Create a certificate autority
To create a certificate for client authentication you need to create a "certificate authority" beforehand.
First navigate to the folder where you want to save the certificate in a command line/ powershell.
Then use the following commands to create the certificate authority:
- openssl genrsa -des3 -out ot-base_CA.key 2048
- openssl req -x509 -new -nodes -key ot-base_CA.key -sha256 -days 1825 -out ot-base_CA.crt
Create the client certificate
The next step is to create the client certificate using the following commands, in the same folder as the certificate authority you created beforehand:
- openssl genrsa -out client.key 4096
- openssl req -new -key client.key -out client.req
- openssl x509 -req -in client.req -CA ot-base_CA.crt -CAkey ot-base_CA.key -set_serial 101 -extensions client -days 1825 -outform PEM -out client.crt
- openssl pkcs12 -export -inkey client.key -in client.crt -out otbase-inventory.p12
Save the password you gave the "otbase-inventory.p12" in a secure place since you need it when you import the .p12 into a browser.
Once the certificates are created you need to copy the "ot-base_CA.crt" to the "config" folder on the Inventory server.
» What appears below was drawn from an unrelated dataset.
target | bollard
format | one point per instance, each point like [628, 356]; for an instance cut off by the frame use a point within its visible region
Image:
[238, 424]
This directory is located here "/var/ot-base/config" if the host operating system is Linux, or here "%ProgramData%\Langner\OT-BASE Asset Center\config" if the host operating system is Windows (note that the ProgramData folder is hidden).
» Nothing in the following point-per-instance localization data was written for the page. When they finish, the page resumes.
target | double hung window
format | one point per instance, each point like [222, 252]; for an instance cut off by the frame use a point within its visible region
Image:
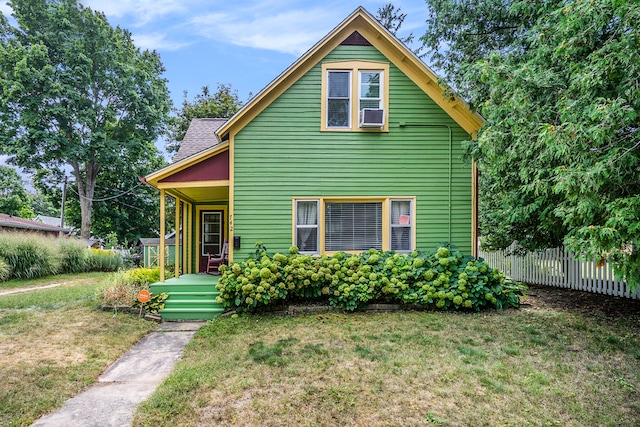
[307, 226]
[350, 87]
[339, 99]
[332, 225]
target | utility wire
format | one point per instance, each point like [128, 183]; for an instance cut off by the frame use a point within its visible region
[106, 198]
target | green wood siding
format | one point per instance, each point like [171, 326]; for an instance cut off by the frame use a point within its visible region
[282, 154]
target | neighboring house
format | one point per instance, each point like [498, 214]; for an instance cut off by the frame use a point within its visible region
[355, 146]
[14, 223]
[51, 220]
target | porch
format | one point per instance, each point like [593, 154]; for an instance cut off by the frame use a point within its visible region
[191, 297]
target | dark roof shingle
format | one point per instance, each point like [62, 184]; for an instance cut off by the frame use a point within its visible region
[200, 136]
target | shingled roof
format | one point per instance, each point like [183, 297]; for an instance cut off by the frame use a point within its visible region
[200, 136]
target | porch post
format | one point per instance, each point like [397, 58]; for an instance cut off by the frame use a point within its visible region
[185, 246]
[177, 240]
[162, 232]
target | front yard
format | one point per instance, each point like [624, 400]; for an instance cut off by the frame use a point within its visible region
[563, 359]
[539, 365]
[55, 342]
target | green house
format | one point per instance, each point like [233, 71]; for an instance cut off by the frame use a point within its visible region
[354, 146]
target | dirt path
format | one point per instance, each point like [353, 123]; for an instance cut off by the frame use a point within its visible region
[35, 288]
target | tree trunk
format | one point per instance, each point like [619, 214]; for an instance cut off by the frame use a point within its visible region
[86, 189]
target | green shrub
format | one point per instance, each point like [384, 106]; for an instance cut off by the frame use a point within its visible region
[74, 256]
[142, 276]
[117, 291]
[122, 287]
[29, 255]
[104, 260]
[444, 279]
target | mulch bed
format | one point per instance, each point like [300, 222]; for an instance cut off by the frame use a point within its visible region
[581, 302]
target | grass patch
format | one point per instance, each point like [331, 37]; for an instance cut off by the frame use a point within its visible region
[54, 343]
[408, 368]
[50, 280]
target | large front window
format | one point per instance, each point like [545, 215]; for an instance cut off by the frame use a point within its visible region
[352, 226]
[327, 225]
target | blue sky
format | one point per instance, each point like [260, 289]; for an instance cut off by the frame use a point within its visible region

Make Inventory use the Client Certificate
Once the certificate is copied you need to change a file in the Inventory docker container with the steps below.
- Open the command line on the docker host
- Open the command line of the Inventory container by using the command: "docker exec -it ot-base bash" and pressing enter
- Type in "nano /etc/apache2/sites-available/001-ssl.conf" and press enter
- In the opened file add the following lines after "SSLEngine on":
- SSLVerifyClient require
- SSLVerifyDepth 1
- SSLCACertificateFile /var/otb_config/ot-base_CA.crt
- Press CRTL+O
- Press enter
- Press CTRL+X
- Press CTRL+D
- Type in "docker exec ot-base reload" and press enter
A message will appear stating that Site "001-ssl" is now enabled. Your server is now secured by a client certificate. You can now close the command line.
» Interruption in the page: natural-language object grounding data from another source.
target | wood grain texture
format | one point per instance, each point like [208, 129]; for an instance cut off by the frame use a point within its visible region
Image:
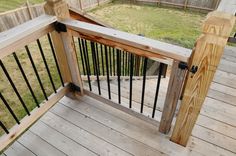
[172, 97]
[26, 122]
[208, 51]
[143, 46]
[64, 44]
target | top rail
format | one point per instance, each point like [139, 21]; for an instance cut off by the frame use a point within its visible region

This last step where you make Inventory use the client certificate needs to be done after each update of OTbase Inventory.
Please note that you now need to use this client certificate in Discovery, if you use automated exports, as explained in this guide under "Using HTTP or HTTPS".
To gain access to the Inventory webpage you now need to install the "otbase-inventory.p12" in your browser as explained in this guide.